The co-founder of the Beef Plan Movement, Hugh Doyle, has said that two directors of the company were “removed” based on legal advice.

AgriLand reported last week that documents had been submitted to the Companies Registration Office (CRO) in December which stated that directors Enda Fingleton and Alan O’Brien had resigned.

However, Fingleton told AgriLand that he and O’Brien had not resigned, and did not intend to do so, contending that they were removed over their scrutiny of the group’s accounts.

Now, a letter signed by Doyle – typed on Beef Plan-headed paper – argues that the work of the organisation has been “stifled” following a mediation process involving Doyle (and his associates) and the two ‘removed’ directors that failed to find a resolution.

In the long-running internal dispute in the Beef Plan Movement, Fingleton and O’Brien are on the opposing side to Doyle.

Speaking to AgriLand, Doyle confirmed that Fingleton and O’Brien had not, in fact, resigned but were removed, saying: “There are various different boxes you have to tick within the CRO, and resignation was the nearest one that our legal firm could use regarding removing them.

“We had to use the terminology within the CRO in order for it to be done,” he said.

The letter from Doyle states: “Having lost a year exhausting every avenue for a solution, having received legal advice, in the interests of beef farmers and the Beef Plan Movement, the board…has now been restructured.”

It also claims: “This does not come as a surprise to the former members of the board who have exchanged correspondence with the company regarding this matter in recent weeks. The company and its appointees have addressed the queries of the former directors as far as practicable in recent months and it is now time to move on.”

He told AgriLand that mediation occurred on a day in October over some 13 hours, and that “the whole thing went pear-shaped in the last half-an-hour”.

“As far as we are concerned, mediation is at an end,” he said.

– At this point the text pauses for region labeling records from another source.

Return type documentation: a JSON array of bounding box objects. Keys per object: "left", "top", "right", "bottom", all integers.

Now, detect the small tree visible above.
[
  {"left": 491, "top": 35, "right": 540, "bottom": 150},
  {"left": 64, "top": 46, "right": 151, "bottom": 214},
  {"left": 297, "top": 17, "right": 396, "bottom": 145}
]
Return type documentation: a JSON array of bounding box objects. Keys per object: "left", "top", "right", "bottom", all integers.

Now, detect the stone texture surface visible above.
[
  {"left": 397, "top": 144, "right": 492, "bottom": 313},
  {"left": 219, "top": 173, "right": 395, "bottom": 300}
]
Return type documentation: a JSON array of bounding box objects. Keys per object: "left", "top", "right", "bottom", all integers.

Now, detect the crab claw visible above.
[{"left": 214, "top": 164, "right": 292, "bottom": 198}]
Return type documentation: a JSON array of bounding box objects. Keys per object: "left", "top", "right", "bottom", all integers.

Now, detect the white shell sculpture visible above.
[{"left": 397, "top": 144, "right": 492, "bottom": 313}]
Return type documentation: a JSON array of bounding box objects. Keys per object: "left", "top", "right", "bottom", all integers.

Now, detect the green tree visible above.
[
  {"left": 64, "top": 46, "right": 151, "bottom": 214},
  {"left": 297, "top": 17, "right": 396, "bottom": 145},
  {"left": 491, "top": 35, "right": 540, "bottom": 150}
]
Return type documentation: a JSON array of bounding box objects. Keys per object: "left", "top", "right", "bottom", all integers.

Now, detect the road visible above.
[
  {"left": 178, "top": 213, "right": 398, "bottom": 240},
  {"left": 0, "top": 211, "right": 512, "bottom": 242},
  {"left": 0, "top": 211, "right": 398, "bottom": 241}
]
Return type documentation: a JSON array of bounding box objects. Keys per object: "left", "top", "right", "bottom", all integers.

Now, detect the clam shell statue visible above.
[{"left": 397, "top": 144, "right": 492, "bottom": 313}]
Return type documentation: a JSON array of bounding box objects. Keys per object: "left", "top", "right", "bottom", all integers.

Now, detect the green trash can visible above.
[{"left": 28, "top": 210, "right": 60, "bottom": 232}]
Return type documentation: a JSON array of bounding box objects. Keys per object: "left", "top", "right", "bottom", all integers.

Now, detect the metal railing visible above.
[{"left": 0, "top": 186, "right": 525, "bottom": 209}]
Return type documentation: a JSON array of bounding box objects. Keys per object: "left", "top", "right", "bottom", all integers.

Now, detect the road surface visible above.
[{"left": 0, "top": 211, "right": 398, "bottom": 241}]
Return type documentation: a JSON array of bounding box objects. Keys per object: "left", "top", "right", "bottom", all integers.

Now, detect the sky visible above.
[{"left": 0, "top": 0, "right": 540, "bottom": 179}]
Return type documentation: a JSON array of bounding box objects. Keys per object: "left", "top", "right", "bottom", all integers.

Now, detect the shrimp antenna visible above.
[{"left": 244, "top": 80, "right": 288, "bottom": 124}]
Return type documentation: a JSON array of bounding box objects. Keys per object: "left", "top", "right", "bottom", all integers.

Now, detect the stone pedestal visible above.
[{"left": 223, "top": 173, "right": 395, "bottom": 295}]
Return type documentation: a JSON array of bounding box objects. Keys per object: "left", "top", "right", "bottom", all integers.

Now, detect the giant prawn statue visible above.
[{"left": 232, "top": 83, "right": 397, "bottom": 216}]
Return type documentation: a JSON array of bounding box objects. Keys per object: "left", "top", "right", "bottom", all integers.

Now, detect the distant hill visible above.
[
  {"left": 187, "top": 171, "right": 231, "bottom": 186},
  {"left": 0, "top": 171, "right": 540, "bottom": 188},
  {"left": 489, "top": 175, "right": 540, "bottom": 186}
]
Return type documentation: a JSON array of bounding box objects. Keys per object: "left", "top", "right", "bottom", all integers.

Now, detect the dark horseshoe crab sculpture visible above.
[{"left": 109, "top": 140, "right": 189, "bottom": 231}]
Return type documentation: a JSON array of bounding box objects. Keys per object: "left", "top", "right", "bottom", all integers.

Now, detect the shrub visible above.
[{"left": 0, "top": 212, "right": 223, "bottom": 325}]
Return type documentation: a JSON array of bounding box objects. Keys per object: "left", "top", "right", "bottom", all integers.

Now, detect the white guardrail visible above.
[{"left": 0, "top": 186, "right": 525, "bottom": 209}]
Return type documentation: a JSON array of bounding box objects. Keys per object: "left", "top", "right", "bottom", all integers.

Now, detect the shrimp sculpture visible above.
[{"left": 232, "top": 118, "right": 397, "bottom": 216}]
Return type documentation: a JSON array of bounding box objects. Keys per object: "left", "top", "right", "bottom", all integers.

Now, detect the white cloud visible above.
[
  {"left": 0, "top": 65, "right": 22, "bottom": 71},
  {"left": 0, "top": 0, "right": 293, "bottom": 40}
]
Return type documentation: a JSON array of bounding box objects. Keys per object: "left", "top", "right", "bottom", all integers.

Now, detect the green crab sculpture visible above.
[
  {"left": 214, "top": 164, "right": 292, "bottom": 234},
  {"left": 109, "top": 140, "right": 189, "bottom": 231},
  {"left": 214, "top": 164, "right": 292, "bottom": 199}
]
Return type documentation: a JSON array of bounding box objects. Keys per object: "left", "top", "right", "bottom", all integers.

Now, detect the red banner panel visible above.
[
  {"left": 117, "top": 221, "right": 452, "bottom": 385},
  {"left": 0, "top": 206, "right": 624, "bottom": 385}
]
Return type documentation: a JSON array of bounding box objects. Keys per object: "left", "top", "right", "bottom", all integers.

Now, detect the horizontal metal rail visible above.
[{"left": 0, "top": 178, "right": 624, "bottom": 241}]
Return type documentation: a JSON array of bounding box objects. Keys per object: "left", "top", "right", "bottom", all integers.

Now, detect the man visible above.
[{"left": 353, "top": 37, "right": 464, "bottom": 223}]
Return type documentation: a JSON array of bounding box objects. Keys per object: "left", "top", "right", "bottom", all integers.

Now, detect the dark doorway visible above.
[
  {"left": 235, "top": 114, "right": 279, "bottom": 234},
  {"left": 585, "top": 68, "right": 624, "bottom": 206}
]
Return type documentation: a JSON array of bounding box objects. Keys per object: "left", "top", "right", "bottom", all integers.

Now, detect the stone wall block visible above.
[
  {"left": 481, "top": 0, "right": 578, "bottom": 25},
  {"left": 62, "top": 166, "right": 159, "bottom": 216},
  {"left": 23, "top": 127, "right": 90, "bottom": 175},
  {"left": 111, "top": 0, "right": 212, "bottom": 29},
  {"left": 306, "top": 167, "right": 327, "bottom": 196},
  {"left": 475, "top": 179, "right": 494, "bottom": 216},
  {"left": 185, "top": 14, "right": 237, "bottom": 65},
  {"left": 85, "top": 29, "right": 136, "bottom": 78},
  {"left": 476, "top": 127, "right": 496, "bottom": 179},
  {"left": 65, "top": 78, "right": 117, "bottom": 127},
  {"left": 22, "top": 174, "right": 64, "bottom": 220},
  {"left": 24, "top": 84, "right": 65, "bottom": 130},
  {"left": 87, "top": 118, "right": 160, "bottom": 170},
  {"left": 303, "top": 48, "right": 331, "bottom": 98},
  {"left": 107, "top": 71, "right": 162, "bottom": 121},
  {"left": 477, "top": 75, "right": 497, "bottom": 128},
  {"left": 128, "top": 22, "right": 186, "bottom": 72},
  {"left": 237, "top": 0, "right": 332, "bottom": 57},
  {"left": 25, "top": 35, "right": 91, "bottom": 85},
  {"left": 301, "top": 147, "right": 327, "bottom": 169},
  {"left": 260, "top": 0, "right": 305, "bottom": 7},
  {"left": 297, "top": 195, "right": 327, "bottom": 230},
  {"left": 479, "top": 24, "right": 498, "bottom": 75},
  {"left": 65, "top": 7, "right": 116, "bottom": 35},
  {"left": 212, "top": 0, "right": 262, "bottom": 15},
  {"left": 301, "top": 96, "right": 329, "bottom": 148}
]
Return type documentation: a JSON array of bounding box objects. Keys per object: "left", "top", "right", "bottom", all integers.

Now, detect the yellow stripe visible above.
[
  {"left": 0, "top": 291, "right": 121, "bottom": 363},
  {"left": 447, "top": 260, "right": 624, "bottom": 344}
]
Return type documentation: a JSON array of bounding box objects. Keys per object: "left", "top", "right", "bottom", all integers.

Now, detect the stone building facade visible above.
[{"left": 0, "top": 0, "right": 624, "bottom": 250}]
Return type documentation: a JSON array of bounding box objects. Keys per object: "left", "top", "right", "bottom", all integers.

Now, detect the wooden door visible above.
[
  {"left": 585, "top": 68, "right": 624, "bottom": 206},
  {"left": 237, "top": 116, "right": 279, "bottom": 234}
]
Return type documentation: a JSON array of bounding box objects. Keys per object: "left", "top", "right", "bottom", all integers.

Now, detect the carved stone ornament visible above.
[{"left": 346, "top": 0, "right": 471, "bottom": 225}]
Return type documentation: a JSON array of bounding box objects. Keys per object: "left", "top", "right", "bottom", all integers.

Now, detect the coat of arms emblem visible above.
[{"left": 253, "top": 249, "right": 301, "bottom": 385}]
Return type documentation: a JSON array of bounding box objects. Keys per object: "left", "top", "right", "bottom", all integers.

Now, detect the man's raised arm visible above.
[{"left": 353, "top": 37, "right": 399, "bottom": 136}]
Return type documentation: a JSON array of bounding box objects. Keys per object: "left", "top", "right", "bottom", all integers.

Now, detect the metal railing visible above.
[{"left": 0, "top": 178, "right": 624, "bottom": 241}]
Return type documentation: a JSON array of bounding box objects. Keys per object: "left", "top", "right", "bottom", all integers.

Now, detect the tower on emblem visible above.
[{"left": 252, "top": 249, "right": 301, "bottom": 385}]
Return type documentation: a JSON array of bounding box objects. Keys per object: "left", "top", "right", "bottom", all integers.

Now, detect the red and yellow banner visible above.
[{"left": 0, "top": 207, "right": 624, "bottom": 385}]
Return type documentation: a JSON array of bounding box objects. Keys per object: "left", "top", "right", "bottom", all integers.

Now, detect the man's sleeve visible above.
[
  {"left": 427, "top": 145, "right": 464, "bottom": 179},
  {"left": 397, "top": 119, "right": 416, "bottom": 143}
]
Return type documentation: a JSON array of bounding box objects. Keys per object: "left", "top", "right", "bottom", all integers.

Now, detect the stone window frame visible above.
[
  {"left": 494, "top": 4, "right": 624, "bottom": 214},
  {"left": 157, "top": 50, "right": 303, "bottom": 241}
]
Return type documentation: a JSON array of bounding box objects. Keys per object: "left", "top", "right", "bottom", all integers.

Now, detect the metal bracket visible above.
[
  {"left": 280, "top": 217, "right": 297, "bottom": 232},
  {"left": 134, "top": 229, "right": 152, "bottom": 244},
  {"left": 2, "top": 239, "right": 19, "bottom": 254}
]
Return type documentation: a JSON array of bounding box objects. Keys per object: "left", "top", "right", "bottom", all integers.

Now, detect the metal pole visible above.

Speaking about the overall Beef Plan dispute – which began around this time last year – Doyle said: “We all made mistakes. If I put my hand up in the air and say what was the biggest mistake I made, it’s that I didn’t sort out rules and governance from day one.

“There was too much leeway for everybody. Everybody was doing it whatever way they thought was the best way. Then you had, like any organisation, personalities that clash. Nobody had to adhere to any sort of format. They could do whatever they wanted,” he said.